Thursday, September 02, 2010

a problem with churches today

I don't trust fat preachers. There's just something about representing yourself as a role model in Christianity while also being a walking billboard for gluttony that screams "Hypocrisy". I also don't trust extravagant or fancy churches. No matter how many paintings we have of Jesus in white robes with whispy blond hair, the fact remains that he was a wanderer in the desert who bathed in rivers when he came across them and gave all he had (including his life) to those in need. I cannot reconcile this with mega-churches or churches with indoor basketball courts and state of the art technology. Not only does it reek of pride, but it also diverts funds from charitable Jesus-like purposes to rather selfish ones. The Vatican is of course, the worst, but there are plenty of evangelical churches here in the US almost as bad.

There's a church here in town I just hate. hate with a passion! Electronic church bells that blare musak Christian rock, a gymnasium, a fat preacher, all of it. How many mosquito nets could that money have bought for malaria-ridden countries? How many AIDS medications could have been purchased and sent to Africa? How many hungry people could have been fed with that money? Jesus made bread and fishes for the masses; he didn't just feed his own little group fancier food.

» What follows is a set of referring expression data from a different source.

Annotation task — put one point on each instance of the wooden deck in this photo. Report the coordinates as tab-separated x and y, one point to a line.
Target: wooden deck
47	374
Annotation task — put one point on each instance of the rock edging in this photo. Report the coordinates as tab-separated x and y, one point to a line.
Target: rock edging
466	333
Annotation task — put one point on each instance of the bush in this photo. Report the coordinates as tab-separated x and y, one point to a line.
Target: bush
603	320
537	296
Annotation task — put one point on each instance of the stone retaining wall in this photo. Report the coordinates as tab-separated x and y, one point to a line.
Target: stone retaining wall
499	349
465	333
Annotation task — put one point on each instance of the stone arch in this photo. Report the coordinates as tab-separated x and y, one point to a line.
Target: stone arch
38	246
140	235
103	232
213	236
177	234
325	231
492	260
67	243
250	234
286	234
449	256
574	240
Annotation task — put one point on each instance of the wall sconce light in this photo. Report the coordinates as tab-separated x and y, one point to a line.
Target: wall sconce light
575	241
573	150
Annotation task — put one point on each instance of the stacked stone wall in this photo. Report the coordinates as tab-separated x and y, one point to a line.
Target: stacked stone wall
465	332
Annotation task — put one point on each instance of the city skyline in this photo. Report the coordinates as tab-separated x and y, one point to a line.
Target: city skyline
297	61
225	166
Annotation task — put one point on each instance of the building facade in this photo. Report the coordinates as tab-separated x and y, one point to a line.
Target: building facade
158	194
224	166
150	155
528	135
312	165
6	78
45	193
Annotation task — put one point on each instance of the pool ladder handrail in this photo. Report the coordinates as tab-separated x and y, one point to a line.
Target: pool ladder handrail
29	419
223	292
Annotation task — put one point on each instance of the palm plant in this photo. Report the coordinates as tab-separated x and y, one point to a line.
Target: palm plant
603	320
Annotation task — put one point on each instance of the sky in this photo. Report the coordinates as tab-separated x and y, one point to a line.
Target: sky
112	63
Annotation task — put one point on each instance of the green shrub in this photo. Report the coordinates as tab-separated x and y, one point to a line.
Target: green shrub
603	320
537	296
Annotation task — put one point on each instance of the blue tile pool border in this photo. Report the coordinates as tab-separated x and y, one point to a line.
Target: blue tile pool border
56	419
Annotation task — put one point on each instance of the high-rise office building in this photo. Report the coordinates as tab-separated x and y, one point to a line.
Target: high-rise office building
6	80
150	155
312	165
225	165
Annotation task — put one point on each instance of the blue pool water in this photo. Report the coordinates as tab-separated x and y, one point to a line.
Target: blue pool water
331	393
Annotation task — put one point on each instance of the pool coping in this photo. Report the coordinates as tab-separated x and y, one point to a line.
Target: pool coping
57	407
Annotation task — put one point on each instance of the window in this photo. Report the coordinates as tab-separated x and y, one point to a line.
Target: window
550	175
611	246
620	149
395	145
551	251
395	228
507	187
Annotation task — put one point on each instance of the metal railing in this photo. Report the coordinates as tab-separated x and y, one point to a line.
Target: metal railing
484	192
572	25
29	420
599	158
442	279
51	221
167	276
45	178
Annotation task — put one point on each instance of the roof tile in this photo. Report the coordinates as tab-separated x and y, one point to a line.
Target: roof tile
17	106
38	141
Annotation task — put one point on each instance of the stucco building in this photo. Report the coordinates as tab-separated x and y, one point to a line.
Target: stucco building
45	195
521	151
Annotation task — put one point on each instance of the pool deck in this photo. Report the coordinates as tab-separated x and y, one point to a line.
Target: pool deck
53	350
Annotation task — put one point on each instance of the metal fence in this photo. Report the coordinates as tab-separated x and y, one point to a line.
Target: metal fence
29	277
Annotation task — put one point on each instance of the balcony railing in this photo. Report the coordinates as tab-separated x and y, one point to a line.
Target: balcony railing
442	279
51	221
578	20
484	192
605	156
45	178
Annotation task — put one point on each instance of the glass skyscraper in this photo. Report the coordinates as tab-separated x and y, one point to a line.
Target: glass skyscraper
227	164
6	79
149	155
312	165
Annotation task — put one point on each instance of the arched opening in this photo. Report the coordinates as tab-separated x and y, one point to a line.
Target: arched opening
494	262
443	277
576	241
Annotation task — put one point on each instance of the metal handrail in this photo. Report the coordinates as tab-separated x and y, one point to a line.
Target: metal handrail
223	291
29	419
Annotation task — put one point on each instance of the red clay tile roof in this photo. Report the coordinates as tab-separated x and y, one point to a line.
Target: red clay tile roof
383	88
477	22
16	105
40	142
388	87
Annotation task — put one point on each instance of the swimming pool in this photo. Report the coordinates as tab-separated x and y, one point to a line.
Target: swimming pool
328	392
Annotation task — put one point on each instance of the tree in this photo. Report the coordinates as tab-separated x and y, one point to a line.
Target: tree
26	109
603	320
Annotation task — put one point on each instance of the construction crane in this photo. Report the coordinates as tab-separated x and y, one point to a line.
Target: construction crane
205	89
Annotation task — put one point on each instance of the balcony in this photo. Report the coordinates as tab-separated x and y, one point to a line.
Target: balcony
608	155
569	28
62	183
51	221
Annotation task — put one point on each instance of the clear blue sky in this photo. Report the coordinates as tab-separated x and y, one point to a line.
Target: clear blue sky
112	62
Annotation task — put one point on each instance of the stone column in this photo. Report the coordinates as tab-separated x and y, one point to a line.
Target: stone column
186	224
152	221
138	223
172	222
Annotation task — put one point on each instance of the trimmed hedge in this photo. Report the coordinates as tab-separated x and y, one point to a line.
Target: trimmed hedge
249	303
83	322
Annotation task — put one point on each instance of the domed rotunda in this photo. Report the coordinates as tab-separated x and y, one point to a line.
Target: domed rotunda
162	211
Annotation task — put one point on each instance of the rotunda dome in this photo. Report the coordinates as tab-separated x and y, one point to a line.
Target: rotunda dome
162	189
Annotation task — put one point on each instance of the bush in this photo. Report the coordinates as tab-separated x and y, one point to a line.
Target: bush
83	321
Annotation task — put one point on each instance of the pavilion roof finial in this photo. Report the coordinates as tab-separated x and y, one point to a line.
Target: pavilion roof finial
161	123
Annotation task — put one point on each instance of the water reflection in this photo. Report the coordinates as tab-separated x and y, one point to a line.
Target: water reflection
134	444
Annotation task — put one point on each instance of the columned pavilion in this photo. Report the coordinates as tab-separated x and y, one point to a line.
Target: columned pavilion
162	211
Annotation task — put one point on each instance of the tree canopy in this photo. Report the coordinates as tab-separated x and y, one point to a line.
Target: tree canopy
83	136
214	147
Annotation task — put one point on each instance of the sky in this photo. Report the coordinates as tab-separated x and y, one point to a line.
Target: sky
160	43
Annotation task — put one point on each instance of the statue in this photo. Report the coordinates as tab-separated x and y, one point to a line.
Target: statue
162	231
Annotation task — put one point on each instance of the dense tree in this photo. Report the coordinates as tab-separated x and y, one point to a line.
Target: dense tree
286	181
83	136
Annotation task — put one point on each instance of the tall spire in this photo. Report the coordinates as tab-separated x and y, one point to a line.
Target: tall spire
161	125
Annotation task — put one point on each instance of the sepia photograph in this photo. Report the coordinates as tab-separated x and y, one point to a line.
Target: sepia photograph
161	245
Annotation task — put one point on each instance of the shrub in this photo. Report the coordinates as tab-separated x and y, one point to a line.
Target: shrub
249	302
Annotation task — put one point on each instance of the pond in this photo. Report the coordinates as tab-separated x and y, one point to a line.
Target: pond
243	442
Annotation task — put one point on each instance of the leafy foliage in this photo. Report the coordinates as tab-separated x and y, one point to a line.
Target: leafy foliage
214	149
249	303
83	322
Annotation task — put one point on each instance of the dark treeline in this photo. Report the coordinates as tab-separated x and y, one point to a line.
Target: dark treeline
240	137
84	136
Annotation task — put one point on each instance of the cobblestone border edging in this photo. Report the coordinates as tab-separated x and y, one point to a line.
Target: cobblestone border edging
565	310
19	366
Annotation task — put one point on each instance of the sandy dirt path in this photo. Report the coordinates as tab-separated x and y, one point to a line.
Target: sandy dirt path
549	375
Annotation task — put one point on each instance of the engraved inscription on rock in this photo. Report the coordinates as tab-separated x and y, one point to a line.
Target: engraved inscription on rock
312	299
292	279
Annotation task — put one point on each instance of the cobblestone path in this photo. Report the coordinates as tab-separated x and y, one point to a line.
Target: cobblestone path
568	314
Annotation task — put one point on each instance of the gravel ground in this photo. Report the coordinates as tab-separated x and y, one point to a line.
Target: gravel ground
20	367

I hate most churches, but I do hold a soft spot for the little one-room churches with old basement kitchens and no air conditioning. They somehow seem more sincere, a little less arrogant, more humble. They seem closer to God than the ones with plush carpet and padded pews and wide screen plasma TVs.

3 comments:

roberts05 said...

I would love to invite you to come to said church one Sunday so you are able to see what we are about and not just judge on outward appearance. I will agree that the church has spent funds on upgrages, but I look at it as outreach to the youth and other non-members to get them intrigued to come. The multi-purpose room has served a great purpose to help keep the youth occupied in a town that doesn't have much to offer. My church has done a lot of missionary and charity work, so I don't believe we are just about the flash. I really don't want to get into a huge debate, just wanted to state my informed opinion about this specific church.

Sally Heap said...

I actually never even noticed the church until I was there one time. A big video presentation about sending shoeboxes to impoverished children, shoeboxes with bibles in them. Now I get the whole argument that saving the soul for eternity is better than saving the body for one lifetime, but bibles rather than vaccines or food or clean water? And the big sign proselytizing to the highway traffic bugs me too. I'm not saying that the sermons are bad or that they're all about the flash, but they're a little too much about the flash for my taste. And even as an outreach thing, why spend the money on recruitment rather than on charity? Why are all those thousands of dollars better spent on bringing kids to church than on actual selfless good deeds? I just think that when recruitment surpasses charity as a goal, it's a bad sign.

Anonymous said...

roberts05,

What you win them with is what you win them to.